It’s the Sunday after the final Washington Capitals regular-season game.
I have a decision to make.
Do I come to my senses, realize this relationship with the Caps is only going to get my hopes up every year, then crush my heart like a grape the minute it gets to the second round of the playoffs? Or do I lie to myself, saying what’s happened in the past doesn’t mean anything, and this is the season they go deep into the playoffs.
Yeah, I know. I’m going to lie to myself. Again.
I have scanned several newspapers in search of stories that would help me with the decision. But after reading the online versions of the Washington Post, Baltimore Sun, Columbus Dispatch, Richmond Times-Dispatch, New York Post and Philadelphia Inquirer in search of comforting information, I could find none.
I did find one story showing how the Denver Post put out a special edition for the opening of baseball season and managed to put on its cover a picture of the stadium – in Philadelphia. I mean, how do you do that, guys? If you’ve been to a game in a stadium – and all sports guys go to games – how do you not know what your own stadium looks like? Particularly (as you see in the picture above with a red arrow pointing at it) when the top of the scoreboard says “Phillies.” You don't have to be Woodward and Bernstein to see that's a big, big clue you’re not in Denver.
But I digress.
With no analysts take telling me this is THE YEAR, I went and looked at what Barry Trotz has done during his previous three seasons as head coach of the Caps. After Adam Oates did such a bang-up job in 2013-14 that the team didn’t even make the playoffs, Trotz turned things around the next season going 45-26-11 (101 points) and Alex Ovechkin had 53 goals and 28 assists.

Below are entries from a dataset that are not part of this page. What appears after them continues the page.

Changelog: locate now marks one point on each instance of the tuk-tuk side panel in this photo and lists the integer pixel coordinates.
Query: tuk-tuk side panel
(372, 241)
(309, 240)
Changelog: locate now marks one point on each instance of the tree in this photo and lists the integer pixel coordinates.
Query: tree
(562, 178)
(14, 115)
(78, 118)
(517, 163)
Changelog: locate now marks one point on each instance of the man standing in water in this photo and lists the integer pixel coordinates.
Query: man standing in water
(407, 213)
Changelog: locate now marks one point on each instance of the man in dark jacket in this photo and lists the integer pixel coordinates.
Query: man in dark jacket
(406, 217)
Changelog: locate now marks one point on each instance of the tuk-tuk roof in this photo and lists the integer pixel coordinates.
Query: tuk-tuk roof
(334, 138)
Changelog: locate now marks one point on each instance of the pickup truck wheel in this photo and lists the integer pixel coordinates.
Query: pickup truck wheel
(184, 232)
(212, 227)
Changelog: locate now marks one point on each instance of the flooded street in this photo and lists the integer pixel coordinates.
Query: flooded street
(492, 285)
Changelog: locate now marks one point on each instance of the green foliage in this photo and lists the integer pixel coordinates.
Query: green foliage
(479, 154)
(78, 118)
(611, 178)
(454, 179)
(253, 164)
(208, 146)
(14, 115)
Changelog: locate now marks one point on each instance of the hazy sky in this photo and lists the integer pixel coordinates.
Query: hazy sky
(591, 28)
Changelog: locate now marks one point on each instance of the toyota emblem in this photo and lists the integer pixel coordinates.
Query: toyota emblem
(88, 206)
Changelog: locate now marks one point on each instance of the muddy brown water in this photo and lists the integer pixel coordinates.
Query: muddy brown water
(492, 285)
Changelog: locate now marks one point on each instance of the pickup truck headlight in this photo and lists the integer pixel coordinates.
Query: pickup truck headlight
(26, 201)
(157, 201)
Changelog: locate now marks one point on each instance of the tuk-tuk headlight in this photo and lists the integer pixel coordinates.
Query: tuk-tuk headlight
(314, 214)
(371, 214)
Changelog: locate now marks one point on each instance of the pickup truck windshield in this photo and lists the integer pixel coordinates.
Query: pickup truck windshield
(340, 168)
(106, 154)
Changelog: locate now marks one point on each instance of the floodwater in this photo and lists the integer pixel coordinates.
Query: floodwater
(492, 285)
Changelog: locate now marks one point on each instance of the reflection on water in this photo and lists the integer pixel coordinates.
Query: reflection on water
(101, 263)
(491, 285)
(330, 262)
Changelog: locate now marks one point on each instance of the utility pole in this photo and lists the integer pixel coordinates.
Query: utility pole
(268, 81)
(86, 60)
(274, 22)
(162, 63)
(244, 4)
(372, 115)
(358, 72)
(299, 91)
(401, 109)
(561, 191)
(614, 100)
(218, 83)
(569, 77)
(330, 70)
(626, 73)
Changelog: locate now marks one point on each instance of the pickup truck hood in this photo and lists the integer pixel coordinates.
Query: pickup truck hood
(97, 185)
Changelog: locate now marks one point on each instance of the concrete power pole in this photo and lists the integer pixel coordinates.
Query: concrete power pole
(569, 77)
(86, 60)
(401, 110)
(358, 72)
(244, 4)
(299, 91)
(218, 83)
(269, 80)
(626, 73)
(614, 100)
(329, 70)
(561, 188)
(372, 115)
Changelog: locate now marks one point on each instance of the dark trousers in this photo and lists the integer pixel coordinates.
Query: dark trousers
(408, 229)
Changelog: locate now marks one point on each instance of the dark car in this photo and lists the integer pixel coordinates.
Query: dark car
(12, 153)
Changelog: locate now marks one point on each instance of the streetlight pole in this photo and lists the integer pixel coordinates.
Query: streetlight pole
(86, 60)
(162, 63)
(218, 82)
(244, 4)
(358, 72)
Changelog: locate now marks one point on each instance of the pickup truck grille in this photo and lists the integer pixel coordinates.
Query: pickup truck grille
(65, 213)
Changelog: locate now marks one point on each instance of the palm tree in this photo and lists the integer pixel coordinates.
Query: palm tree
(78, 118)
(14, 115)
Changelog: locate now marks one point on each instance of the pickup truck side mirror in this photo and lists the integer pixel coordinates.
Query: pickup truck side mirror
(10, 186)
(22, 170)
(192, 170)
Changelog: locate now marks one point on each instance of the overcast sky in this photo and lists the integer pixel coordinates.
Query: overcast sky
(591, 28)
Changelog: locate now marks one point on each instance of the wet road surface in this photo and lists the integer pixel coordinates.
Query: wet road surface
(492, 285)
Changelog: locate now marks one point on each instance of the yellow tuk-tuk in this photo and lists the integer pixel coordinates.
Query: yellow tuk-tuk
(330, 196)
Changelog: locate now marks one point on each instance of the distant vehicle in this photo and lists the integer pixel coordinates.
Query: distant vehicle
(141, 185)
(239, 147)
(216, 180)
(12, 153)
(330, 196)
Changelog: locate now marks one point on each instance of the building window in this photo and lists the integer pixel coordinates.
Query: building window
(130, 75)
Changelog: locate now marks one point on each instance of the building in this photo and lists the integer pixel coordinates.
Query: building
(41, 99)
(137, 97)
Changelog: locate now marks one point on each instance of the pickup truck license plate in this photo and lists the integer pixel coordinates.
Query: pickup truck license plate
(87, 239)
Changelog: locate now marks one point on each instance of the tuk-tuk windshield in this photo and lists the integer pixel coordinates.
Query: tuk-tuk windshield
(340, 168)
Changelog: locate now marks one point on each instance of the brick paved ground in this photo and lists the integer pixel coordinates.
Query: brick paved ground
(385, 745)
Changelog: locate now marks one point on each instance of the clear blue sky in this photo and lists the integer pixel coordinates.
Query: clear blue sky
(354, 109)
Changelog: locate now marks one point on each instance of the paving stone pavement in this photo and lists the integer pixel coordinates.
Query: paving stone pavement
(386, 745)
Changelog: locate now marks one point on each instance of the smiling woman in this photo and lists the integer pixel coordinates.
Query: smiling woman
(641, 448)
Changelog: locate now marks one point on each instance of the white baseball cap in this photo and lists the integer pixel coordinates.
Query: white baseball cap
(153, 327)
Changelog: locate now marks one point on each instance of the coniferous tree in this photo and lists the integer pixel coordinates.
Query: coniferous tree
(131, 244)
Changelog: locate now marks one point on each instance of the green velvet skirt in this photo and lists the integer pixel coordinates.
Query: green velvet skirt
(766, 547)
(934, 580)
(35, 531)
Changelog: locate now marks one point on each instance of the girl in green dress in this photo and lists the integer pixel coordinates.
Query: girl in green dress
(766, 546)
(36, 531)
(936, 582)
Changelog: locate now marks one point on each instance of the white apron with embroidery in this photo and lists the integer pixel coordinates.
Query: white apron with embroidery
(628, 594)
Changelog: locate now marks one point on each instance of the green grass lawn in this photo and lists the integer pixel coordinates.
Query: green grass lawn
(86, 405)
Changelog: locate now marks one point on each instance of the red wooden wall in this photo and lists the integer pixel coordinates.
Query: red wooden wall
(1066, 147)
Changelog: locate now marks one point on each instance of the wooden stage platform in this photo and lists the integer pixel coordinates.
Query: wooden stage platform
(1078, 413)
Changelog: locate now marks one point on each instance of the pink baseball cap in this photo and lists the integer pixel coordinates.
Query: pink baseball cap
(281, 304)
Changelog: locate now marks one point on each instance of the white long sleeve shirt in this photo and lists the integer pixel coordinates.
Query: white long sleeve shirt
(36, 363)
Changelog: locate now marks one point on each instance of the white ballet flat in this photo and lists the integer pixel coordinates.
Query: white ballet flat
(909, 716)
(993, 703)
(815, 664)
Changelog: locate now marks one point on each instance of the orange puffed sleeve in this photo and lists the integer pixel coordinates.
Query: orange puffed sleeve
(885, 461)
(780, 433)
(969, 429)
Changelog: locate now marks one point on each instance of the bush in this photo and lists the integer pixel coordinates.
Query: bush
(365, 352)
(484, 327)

Caps won in the first round 4 games to 3. Lost in the second round 4 games to 3.
The next year was even better. Team went 56-18-8 (120 points) and Ovechkin had 50 goals and 21 assists. They won their division.
Caps won in the first round 4 games to 2. Lost in the second round 4 games to 2.
Last year was every bit as good as the previous season. Team went 55-19-8 (118 points). Ovechkin’s streak of 50-goal seasons stopped as he had 33 goals and 36 assists. But the team won its division, and was heavily favored again in the playoffs.
Caps won in the first round 4 games to 2. Lost in the second round 4 games to 3.
I’m sensing a trend.
This year’s team is better than Trotz’s first-year team, but not as good as the last two years’ clubs. Final record was 49-26-7 (105 points), and they won the division again. Ovechkin bounced back from last season, coming within an eyelash of having another 50-goal season. He finished with 49 goals and 38 assists after a two-goal night in the regular-season finale.
So the stats look comparable to the last three seasons. When the team won its first-round series, then lost in the second round to the Penguins. Which is the team the Caps would most likely play if they get past Columbus in the first round.
I suppose I could go with the theory that if the Caps beat Columbus in its opening series, the Flyers and Penguins are so physical, they will beat each other to a pulp. The survivor, most likely the hated Pens, will then be battered and weakened to allow the Caps to roll past them and finally get past the second round.
Hey, it could happen. And either way, I’m going to lie to myself, put on my Caps jersey before each game and tell myself this is the year the Caps turn early spring into a time of triumph.
No, it doesn't make sense. But it's an annual exercise. It's what you do when you’re a Caps fan.